In 1983 MacIntyre delivered another shock to old allies by joining one of the oddest of these American minorities, the Catholic Church, but once again Perreau-Saussine sees consistency where others suspect backsliding. Thirty years before, MacIntyre had criticised the attempt to divide the human world into two ‘spheres’, one ‘secular’ and the other ‘sacred’. Treating religion as ‘one activity among others’ – not obligatory but freely available to those who like that kind of thing – might appear even-handed, but according to MacIntyre it threatened to stifle the most fundamental impulse behind religion: ‘to help us see the secular as sacred’. His eventual conversion to Catholicism seems to have had more to do with redeeming the secular than retreating to the sacred – or to theology for that matter. (‘If I were God,’ he once said, ‘I do not think that I would want to be studied by most contemporary theologians.’) For MacIntyre, the glory of Christianity resides not in crucifixes, catechisms, chasubles and censers, but in the monastic communities which for more than a thousand years have provided exemplars of what he has always cared for most – a humble mutuality which treats the world as an object not of utility, but of reverence and love.
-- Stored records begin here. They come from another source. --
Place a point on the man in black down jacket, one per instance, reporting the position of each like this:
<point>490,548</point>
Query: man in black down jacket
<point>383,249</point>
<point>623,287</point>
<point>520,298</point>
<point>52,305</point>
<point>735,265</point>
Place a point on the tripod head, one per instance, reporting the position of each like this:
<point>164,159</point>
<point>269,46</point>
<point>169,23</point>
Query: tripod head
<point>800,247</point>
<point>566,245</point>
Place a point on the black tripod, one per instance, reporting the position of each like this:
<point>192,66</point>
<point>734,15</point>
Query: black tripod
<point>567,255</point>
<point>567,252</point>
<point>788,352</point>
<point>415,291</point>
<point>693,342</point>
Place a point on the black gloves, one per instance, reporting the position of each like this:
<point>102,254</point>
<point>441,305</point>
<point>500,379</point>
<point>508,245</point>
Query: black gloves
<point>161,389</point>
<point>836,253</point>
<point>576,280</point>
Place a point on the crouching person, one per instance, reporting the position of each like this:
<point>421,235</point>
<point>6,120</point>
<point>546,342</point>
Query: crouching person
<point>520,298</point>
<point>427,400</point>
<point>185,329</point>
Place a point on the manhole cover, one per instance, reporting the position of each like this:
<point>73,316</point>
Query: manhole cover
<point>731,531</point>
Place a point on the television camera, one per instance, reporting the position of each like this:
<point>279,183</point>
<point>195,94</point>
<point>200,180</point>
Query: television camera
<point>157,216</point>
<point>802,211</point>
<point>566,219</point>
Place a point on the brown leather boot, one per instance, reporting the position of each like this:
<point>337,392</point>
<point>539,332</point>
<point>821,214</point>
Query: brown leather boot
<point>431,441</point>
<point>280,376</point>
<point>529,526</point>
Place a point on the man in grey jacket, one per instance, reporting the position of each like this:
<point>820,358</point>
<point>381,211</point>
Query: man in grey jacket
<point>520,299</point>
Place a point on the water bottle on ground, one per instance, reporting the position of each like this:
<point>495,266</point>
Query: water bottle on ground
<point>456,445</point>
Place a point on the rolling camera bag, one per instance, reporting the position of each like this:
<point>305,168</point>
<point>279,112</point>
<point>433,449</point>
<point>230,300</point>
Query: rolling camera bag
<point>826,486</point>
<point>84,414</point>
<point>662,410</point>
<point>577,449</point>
The belated appearance of Perreau-Saussine’s book in English will give a fillip to scholarly interest in MacIntyre. But he will not be particularly pleased. His work has always been intended for the kind of reader who would, as he puts it, be ‘considered marginal by those who occupy the dominant positions in today’s societies’, and he detests the prospect of being liked by ‘lawyers, bureaucrats, business school professors, and the ambitious, the powerful and the rich in general’. He is wary of philosophy too: it ‘tends to sterilise the mind and the imagination’, he says, especially when captured by the ‘conformism’ of academic inquiry; and moral philosophy will not flourish unless it takes care to stay ‘on the margins, intellectually as well as politically’. His writings are, however, so vigorous, acute and informative that he may have to put up with more admirers than he would like.